9-Karanfil Uçucu Yağı
Myrtaceae familyasına ait, botanik adı Syzygium aromaticum (L.) olan bitkiden elde edilir. Kökleri (stem) kullanılır. Buhar distilasyonu ile elde edilir. İçeriğinde ağırlıklı olarak öjenol vardır (%84). Karyofilen ve öjenol asetat diğer bileşenlerdir. Karanfil uçucu yağı antibakteriyel, antiviral, antifungal, antioksidan, antienflamatuar ve antiseptik özellikler 126 Bütüncül Tıbba Genel Bakış gösterir. Bakteri, maya ve küf mantarlarının çoğalmasını inhibe ettiği bildirilmiştir. Karanfil uçucu yağında bulunan öjenol güçlü antimikrobiyal aktiviteden sorumludur. Yapılan bazı çalışmalarda karanfil uçucu yağında bulunan öjenolün, fare modelinde herpes simpleks virüsün neden olduğu keratitin büyümesini geciktirdiği HSV 1 ve 2’yi viral replikasyonunu önleyerek doğrudan inaktive ettiği gösterilmiştir.
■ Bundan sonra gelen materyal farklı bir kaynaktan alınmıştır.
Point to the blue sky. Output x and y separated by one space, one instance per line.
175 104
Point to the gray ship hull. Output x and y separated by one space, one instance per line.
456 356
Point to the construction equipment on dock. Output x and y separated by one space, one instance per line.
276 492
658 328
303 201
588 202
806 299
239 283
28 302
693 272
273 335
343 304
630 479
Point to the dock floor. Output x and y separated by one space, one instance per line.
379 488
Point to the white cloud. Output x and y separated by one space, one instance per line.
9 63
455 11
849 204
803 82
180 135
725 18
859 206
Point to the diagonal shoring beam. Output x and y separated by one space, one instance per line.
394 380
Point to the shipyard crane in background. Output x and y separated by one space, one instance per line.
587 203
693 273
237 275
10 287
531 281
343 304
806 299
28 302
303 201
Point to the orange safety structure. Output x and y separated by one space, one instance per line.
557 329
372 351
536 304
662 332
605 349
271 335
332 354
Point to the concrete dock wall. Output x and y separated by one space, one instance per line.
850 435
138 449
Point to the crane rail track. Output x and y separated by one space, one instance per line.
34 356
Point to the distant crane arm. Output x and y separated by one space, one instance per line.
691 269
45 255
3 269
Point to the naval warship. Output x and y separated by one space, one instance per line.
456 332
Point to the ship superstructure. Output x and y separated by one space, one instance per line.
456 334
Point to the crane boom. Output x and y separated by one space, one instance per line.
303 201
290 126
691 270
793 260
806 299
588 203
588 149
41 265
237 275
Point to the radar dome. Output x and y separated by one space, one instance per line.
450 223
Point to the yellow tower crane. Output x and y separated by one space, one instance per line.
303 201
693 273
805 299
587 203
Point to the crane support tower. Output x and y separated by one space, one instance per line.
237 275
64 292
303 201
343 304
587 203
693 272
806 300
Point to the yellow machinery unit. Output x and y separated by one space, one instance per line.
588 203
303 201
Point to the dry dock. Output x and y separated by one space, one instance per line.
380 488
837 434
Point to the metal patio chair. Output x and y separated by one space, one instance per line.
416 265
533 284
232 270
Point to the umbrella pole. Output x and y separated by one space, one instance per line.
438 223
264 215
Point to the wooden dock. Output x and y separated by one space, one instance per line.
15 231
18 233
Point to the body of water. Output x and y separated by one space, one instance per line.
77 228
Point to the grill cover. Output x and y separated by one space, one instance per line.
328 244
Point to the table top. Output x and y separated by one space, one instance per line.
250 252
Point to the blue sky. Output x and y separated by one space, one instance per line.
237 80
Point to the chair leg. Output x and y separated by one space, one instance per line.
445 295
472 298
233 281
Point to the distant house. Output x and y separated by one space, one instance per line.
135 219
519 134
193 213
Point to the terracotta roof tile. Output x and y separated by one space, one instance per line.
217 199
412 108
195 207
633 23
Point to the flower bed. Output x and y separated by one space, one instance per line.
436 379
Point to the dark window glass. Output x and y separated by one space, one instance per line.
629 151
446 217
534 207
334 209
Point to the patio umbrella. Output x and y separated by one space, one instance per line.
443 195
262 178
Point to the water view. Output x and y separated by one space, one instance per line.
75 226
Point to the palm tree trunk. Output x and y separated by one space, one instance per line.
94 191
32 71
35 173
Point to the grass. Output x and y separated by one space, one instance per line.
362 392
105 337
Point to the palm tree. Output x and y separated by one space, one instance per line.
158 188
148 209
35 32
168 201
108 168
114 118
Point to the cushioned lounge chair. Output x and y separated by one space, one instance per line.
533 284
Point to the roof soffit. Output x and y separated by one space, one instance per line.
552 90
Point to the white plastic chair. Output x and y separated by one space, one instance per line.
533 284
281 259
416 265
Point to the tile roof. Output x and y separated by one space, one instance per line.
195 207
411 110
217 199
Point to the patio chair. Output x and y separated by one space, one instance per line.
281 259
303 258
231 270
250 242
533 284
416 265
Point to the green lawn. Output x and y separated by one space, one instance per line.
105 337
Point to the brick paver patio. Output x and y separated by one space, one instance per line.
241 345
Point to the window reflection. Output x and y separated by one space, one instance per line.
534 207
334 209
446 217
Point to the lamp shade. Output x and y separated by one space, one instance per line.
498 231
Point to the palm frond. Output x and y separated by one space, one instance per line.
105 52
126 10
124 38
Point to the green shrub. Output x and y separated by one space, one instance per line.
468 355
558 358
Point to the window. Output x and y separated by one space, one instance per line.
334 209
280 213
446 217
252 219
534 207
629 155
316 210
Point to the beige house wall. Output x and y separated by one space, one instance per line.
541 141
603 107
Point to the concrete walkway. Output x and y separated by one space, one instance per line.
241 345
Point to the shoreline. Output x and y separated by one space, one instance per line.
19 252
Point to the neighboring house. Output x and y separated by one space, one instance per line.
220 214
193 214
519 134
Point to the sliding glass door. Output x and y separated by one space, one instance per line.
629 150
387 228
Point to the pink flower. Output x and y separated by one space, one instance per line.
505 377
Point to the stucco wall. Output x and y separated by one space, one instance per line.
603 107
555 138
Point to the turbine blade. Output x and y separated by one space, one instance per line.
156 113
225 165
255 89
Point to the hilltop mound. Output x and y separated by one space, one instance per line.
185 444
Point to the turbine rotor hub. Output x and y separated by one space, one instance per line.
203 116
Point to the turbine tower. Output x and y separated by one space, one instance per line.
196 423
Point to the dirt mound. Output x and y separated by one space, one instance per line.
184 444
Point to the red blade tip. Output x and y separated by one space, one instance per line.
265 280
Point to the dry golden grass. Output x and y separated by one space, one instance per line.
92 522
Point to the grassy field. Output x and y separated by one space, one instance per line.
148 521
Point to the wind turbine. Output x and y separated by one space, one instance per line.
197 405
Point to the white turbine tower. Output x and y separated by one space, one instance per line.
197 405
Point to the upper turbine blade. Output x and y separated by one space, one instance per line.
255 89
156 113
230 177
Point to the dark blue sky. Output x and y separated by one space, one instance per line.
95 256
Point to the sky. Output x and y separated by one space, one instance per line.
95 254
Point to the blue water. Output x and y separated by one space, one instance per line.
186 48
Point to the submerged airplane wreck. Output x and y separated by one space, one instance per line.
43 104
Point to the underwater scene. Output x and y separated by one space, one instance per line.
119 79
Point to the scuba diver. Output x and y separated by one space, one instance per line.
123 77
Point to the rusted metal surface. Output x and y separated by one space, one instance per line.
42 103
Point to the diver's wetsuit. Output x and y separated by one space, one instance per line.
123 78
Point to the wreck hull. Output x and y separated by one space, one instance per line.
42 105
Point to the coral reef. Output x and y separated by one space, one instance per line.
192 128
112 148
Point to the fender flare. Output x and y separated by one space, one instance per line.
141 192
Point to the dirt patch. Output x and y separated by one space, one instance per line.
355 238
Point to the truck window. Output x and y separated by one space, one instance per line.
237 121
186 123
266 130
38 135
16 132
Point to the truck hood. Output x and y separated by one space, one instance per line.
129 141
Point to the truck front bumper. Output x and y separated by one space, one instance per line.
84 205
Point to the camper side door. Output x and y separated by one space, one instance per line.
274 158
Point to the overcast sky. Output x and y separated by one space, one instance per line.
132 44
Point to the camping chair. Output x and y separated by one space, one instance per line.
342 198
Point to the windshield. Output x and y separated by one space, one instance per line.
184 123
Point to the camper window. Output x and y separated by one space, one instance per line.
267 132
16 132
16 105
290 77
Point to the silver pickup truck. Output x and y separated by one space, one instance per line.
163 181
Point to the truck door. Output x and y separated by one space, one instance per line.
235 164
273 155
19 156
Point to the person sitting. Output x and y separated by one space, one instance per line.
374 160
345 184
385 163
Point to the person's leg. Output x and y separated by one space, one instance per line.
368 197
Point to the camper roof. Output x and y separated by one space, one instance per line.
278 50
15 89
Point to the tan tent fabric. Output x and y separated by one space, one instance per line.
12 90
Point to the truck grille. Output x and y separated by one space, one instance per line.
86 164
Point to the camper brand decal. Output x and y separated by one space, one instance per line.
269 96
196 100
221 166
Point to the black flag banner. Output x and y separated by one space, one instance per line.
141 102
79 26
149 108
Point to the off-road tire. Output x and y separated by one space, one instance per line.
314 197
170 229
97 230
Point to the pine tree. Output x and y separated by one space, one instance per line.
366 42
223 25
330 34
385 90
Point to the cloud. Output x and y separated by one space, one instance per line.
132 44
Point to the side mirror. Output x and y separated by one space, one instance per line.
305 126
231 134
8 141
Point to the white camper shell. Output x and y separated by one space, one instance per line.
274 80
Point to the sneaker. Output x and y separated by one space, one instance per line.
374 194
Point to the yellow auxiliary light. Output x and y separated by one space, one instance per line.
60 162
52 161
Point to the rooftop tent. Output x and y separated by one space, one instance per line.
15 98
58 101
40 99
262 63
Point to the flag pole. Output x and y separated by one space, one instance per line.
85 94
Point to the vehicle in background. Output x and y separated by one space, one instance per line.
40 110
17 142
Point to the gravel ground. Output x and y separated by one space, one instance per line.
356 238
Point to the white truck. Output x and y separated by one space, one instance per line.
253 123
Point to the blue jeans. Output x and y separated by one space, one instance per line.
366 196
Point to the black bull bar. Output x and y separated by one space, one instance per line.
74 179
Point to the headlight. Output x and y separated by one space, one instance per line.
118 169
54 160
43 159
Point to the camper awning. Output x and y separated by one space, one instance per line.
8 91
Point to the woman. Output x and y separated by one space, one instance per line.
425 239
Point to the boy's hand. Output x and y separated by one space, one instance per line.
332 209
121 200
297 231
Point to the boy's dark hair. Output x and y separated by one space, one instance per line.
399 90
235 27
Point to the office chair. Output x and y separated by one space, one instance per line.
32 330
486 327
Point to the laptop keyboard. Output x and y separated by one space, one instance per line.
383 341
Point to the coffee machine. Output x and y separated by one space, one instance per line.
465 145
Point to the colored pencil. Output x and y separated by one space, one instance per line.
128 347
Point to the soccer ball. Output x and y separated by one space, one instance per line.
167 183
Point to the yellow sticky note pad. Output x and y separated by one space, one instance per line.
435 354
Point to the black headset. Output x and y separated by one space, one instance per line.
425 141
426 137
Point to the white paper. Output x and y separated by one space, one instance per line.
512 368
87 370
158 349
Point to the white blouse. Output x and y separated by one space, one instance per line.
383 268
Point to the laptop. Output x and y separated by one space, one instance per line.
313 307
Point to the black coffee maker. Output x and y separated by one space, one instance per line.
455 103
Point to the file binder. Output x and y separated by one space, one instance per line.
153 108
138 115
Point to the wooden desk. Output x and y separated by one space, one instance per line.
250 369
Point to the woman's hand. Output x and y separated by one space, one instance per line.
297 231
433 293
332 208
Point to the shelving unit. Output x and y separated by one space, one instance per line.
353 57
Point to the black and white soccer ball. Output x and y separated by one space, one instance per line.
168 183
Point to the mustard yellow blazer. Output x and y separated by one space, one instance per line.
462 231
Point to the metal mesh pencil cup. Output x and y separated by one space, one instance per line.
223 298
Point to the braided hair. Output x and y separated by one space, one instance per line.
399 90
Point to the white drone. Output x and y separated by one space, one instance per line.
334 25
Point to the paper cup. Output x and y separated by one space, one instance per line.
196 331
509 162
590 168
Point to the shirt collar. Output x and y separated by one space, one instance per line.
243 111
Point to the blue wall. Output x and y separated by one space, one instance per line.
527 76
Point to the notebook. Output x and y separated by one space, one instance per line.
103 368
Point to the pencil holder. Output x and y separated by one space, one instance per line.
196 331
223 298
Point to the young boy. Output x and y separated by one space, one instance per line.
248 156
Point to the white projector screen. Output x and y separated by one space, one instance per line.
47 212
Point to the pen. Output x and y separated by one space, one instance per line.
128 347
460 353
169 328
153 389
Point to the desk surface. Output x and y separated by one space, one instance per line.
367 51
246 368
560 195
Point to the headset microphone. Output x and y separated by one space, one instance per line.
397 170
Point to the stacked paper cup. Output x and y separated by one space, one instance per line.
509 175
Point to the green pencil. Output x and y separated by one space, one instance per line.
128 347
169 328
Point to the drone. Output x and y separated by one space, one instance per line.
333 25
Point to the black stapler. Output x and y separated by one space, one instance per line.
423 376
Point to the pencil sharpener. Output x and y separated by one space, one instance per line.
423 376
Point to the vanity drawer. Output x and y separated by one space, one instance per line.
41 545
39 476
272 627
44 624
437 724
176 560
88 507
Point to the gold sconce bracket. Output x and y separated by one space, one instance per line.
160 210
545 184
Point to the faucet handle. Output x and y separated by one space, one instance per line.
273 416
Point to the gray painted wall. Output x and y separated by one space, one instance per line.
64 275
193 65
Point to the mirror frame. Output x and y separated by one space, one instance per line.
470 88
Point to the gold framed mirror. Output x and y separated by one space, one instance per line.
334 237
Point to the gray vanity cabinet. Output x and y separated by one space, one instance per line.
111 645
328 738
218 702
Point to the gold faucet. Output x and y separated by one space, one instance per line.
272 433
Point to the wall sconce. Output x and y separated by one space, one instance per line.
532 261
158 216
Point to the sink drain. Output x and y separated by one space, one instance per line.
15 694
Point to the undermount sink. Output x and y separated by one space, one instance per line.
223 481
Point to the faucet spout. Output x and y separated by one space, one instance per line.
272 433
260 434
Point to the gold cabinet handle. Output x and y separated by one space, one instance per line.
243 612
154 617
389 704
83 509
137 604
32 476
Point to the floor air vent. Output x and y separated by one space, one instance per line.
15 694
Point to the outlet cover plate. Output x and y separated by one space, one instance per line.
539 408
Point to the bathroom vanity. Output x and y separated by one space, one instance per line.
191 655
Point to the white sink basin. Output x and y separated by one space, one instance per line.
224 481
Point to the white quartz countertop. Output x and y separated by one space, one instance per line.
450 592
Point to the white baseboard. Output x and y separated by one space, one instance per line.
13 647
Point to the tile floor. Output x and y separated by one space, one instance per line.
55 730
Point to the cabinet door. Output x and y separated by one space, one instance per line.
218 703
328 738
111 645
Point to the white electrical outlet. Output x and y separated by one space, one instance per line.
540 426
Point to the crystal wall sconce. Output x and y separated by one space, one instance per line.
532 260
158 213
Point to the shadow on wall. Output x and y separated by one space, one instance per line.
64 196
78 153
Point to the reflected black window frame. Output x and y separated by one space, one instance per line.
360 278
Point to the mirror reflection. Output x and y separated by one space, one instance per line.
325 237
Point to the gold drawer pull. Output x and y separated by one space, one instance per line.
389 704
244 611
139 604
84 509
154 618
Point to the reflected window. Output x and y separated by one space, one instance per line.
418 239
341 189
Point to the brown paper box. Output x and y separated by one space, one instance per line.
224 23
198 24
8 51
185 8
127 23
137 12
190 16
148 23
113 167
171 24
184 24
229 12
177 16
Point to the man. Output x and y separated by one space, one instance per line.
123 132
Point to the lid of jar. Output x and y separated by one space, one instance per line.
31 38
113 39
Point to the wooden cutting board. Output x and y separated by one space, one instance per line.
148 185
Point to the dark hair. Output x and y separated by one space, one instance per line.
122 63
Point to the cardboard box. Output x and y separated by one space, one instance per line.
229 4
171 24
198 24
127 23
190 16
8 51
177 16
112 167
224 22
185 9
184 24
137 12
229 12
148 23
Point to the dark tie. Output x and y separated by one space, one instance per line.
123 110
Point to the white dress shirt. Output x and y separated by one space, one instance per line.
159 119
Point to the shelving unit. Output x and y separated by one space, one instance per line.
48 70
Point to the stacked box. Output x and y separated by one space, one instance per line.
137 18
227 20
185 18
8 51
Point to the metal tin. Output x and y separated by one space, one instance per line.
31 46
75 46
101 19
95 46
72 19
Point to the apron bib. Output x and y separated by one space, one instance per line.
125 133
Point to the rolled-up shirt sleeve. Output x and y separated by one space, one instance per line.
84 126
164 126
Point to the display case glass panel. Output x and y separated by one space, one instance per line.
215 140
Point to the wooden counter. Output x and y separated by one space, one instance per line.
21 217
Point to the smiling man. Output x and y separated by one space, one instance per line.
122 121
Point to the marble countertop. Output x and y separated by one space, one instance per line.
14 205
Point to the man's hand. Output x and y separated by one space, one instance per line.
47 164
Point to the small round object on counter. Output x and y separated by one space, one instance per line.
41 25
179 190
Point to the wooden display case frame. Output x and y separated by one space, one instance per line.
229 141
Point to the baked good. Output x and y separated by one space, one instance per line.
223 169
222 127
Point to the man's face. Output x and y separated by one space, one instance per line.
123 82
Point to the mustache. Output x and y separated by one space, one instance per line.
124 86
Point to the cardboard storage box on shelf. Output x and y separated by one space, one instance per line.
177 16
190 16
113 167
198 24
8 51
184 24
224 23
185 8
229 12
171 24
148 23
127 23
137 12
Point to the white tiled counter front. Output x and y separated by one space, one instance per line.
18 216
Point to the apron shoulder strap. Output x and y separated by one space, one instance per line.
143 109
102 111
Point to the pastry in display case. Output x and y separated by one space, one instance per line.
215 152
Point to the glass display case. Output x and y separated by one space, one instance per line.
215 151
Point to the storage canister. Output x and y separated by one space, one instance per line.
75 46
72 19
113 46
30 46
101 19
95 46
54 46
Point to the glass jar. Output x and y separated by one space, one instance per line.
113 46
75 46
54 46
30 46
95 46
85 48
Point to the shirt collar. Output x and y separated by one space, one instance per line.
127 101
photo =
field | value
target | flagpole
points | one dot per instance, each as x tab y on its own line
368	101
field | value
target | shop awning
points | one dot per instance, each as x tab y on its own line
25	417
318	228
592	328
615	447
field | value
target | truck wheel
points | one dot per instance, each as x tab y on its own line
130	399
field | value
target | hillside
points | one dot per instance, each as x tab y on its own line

Başka bir çalışmada karanfil, okaliptüs, tarçın, biberiye uçucu yağları içeren bir formülasyonla yapılan çalışmada, formülün influenza A virüsüne karşı etkili olduğu gösterilmiştir. Karanfil uçucu yağı antikoagülandır, platelet agregasyonunu inhibe eder. Bu özelliği ile antikoagülan ilaçlarla etkileşime girer. Ayrıca MAO-A inhibisyonu yapar. Psikiyatri ilaçlarından MAOI ve SSRI grubu ilaçlarla etkileşir. Embriyotoksiktir. Oral alımda zehirlenme vakaları bildirilmiştir. Doğrudan burna çekerek solunmamalıdır. Doğrudan cilde sürülmemelidir.
10-Defne Uçucu Yağı
Lauraceae familyasına ait, botanik adı Laurus nobilis L., olan bitkiden elde edilir. Laurus nobilis, güney Akdeniz bölgesine özgüdür ve çoğunlukla süs bitkisi ve tıbbi bitki olarak Avrupa ve ABD’de yetiştirilmektedir. Bitki birçok ülkede halk ilaçları olarak kullanılmaktadır. Kurutulmuş yaprakları kullanılır. Su distilasyonu ile elde edilir. İçeriğinde 1,8-sineol, a-Pinen, Linalool, sabinen bulunur. Defne uçucu yağı ile ilgili yurdumuzdan yapılan bir çalışmada Ertürk ve ark. Laurus mobilis’in Autographa Californica Nuclear Polyhedrosis Virus (ACNPV) üzerine antiviral etki gösterdiğini tespit etmişlerdir. Bir çalışmada defne uçucu yağının meyvesinden elde edilen uçucu yağın SARS-CoV’ye karşı antiviral aktiviteye sahip olduklarını IC50 değerlerinin 120 mg/ ml, selektivite indekslerinin (SI;TC50/ IC50) =4.2. olduğunu, aynı yağın HSV-1 üzerine antiviral etkisinin ise daha fazla ve IC50 değerinin 60 mg / ml olduğunu göstermişlerdir. Defne uçucu yağı içerdiği metilöjenoldan dolayı potansiyel olarak karsinojeniktir. İçeriğindeki 1,8 sineol küçük çocuklarda bronkospazm yapabilir. Ciltte hassasiyet yapabilir.